10月10日。プラハにいる。チェコ共和国の首都である。現在は資本主義経済のこの国だが、チェコスロバキア時代は社会主義国家だった。国体が激しく変化してきた歴史を持つ。。NATOやEU、OECDの加盟国だが、通貨はチェココルナ。ユーロではない。治安は極めて良い。
プラハと言えばプラハの春を思い起こす人も多いはず。社会主義国家の枠内でも自由を求めた人々。言論の自由、集会の自由、検閲の廃止などを求めた「春」だったが、ソ連軍によって鎮圧された。極めて多くの血が流れた。

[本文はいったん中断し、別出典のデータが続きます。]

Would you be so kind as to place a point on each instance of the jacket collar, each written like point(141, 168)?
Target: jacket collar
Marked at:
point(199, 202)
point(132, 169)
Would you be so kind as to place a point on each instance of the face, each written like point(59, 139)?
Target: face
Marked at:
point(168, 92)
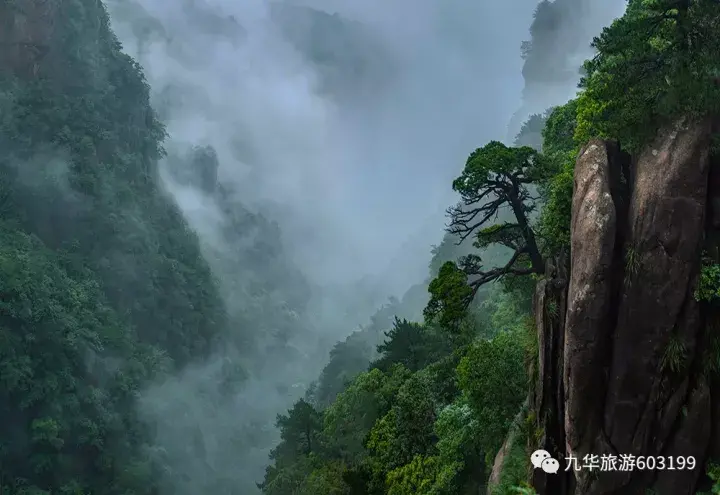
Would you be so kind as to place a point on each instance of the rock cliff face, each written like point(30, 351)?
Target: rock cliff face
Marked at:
point(623, 361)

歴史を繙くとスラヴ民族がどれだけ翻弄されてきたかがわかる。細部を語れるほど歴史的知識を持っているわけではないが、中欧中世最大の奴隷市場と言われたプラハを歩き、今は笑顔でスマホを街に向ける我々観光客の足元にある石畳は、どれだけの血と涙を見てきたのだろう。ここは人々の血が作った国なのである。
歴史の授業は実につまらなかった。勉強の仕方を間違えていたのと、先生の授業が極めてへたくそだったのが原因だと今ならわかる。歴史は知識と思考が土台ではあるが、暗記の仕方を間違えるとどうしようもなくつまらない。プラハの春は1968年、首謀者はドゥプチェクなどという暗記にはまったく意味がない。
同じことが英語の学習にも言える。自分が語れるように覚えなければ暗記には意味がない、とわしは思う。英語の文章を読んだら、否、何度も何度も読んだら、自分でその内容について喋ってみる。単語集も同じ。英文を見て、発音して意味をとったら、自分でその文を空で言ってみる。そういうことの繰り返しで知識は頭に刷り込まれる。
今はプラハからバスで4時間ほどいったところにある小さい村にいる。部屋にはティッシュの箱もない。人々は愉快にビールを飲んでいる。ああ愉しい、もいいのだけれど、この人々の祖先はどうしてこんな国境の村にやってきたんやろなどと考えること、繙くこと、そして空に向かって何も見ずに語ってみること、である。